Em uma extensa sequência, o espectador segue a ‘(re)educação’ e conversão de crianças indígenas nas escolas religiosas instaladas na região pelos padres missionários. Novas lembranças e mais memórias são registradas pelos ex-alunos. A construção de igrejas e dos seminários, os professores rigorosos, os “educadores” que castigavam – “não davam a merenda” –, os cânticos, as cerimônias dos batizados.

Outro take avassalador é o da fila de curumins, garotos indígenas, nas suas aldeias, operando seus celulares.

“Mas estudávamos muito”, diz a mulher que sofre de depressão. “Aprendi a palavra medo”, diz uma Yanomami. “Por isto sou tão medrosa”. Outro personagem conta como sentia falta da mãe e da família durante os anos vividos na missão. “À medida que aprendíamos com os missionários, íamos também perdendo a nossa cultura”.

“Conviver com os povos do Alto Rio Negro e manter uma amizade com eles nos últimos quatro anos transformou completamente minha maneira de ver o mundo. A ameaça que eles sofrem diariamente me fez entender que os miseráveis, existencialmente, somos nós, os ‘brancos’, mergulhados em uma cultura ‘turbo materialista’ que está arruinando o planeta”, diz o diretor.
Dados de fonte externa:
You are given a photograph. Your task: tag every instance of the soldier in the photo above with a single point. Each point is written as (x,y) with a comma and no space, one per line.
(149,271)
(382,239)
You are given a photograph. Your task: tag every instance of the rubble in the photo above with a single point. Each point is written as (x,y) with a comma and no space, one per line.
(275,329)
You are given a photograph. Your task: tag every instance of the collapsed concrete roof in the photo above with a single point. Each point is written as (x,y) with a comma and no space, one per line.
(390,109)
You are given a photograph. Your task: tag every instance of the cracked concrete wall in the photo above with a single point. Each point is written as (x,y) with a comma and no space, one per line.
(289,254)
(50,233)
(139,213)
E, se podemos resumir a beleza nostálgica e a importância do doc de Vicente Ferraz e da sua brava equipe, nesse filme que é um dos mais respeitosos e cheio de amor pelos nossos povos originários, convém ouvir a fala de um personagem idoso: “Nossas florestas são cheias de riquezas que os brancos querem tomar da gente. O que fazer para impedi-los?”

Com a experiência dos seus povos, o mesmo velho sábio conclui: “Quando não houver mais floresta, também não haverá mais riqueza”. Para ninguém. Simples assim.

Em tempo: o filme, que estreia em cinemas do Rio de Janeiro, Manaus, Belém, Brasília e São Paulo, teve o apoio das comunidades Iauaretê, Santa Maria, Taracuá, Urubuquara, Ipanoré e Juquira.

*O nióbio é um metal raro e de grande valor estratégico, aplicado em supercondutores, na indústria aeroespacial, eletrônica e na medicina, entre outras áreas.